Since you had a movie theme you could be the Texas Chainsaw guy Or Mike Myers.


----------



## CharlieWinslow (Aug 16, 2008)

*Cool!*

You're right! That'd be so cool! But good Leatherface and Myers masks are hard to find, and the good ones are pricey... Well, keeping your movie theme idea in mind, I think I'll dress as Hannibal Lecter! I can find the mask at pretty much any store, and I only have to wear white clothes and backcomb my hair! Or I could be Billy the Puppet from Saw! I'd wear a suit and the mask that can also be found pretty much anywhere! But it's not the best mask I've seen either... Well, I could wear Billy the Puppet makeup instead, what do you think?

Thanks


----------



## Jimmi48 (Feb 22, 2009)

Paint a captain kirk mask white. done.


----------



## CharlieWinslow (Aug 16, 2008)

*Yeah*

Lol! Yeah, I know it's a Shatner mask, but then again, these are not that easy to find, at least, not in my town.
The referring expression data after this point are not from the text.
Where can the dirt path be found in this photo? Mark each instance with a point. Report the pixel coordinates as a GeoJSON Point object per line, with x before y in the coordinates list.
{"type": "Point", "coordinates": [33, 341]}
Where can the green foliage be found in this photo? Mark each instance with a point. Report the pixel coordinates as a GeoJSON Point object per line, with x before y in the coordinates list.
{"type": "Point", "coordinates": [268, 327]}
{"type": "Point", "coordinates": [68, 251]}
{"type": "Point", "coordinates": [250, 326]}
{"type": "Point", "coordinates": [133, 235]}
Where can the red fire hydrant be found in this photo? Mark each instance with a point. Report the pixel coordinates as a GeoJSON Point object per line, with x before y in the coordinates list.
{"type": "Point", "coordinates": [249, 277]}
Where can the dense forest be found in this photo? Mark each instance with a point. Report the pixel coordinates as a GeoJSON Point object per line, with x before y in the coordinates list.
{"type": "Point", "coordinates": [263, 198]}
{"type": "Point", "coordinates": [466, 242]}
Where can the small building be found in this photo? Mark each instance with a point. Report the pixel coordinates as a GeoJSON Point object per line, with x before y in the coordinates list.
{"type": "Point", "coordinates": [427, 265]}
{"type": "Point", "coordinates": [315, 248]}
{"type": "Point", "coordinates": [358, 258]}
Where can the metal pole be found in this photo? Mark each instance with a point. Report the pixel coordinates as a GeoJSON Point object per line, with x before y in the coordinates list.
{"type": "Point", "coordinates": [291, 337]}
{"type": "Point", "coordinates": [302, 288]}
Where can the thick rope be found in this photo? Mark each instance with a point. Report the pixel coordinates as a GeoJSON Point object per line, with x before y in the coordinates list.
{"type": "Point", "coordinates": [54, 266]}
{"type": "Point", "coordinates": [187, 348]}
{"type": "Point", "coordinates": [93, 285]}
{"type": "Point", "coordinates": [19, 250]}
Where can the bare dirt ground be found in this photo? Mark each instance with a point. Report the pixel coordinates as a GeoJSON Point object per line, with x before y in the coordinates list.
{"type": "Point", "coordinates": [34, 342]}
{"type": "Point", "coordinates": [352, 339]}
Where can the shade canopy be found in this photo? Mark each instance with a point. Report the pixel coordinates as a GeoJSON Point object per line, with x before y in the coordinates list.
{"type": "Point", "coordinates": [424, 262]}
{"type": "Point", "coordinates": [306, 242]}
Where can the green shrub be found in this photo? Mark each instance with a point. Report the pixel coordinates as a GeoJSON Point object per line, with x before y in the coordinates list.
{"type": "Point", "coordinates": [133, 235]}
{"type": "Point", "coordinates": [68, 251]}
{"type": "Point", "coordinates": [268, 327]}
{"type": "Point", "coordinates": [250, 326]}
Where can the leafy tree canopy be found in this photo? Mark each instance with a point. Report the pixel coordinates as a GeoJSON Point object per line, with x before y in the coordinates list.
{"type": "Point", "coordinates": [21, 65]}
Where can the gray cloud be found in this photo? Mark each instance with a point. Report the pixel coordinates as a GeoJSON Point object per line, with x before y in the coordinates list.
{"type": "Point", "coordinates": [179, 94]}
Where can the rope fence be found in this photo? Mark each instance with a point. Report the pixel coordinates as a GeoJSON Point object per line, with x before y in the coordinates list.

Thanks


----------



## Jimmi48 (Feb 22, 2009)

Try ebay.
That'll do the trick.


----------



## CharlieWinslow (Aug 16, 2008)

*Thanks*

Good idea, but I think my choice is gonna be inbetween Billy and Hannibal for this year! How are you gonna dress up?


----------



## CharlieWinslow (Aug 16, 2008)

And how are you gonna dress up?


----------



## Jimmi48 (Feb 22, 2009)

I go nuthin' yet.


----------



## TheCostumer (Oct 12, 2008)

How about The Joker Nurse! 

That's from the last batman film with Heath Ledger










Not too technical or expensive. The makeup may be a little tricky but you have plenty of time to practice.

A red wig, nurse's outfit with cap. Use a pair of keds and just plain socks.

That's what I am thinking about at this point


----------



## CharlieWinslow (Aug 16, 2008)

*Lol!*

Lol! That's a good one!  One of my friends dressed like that last Halloween!


----------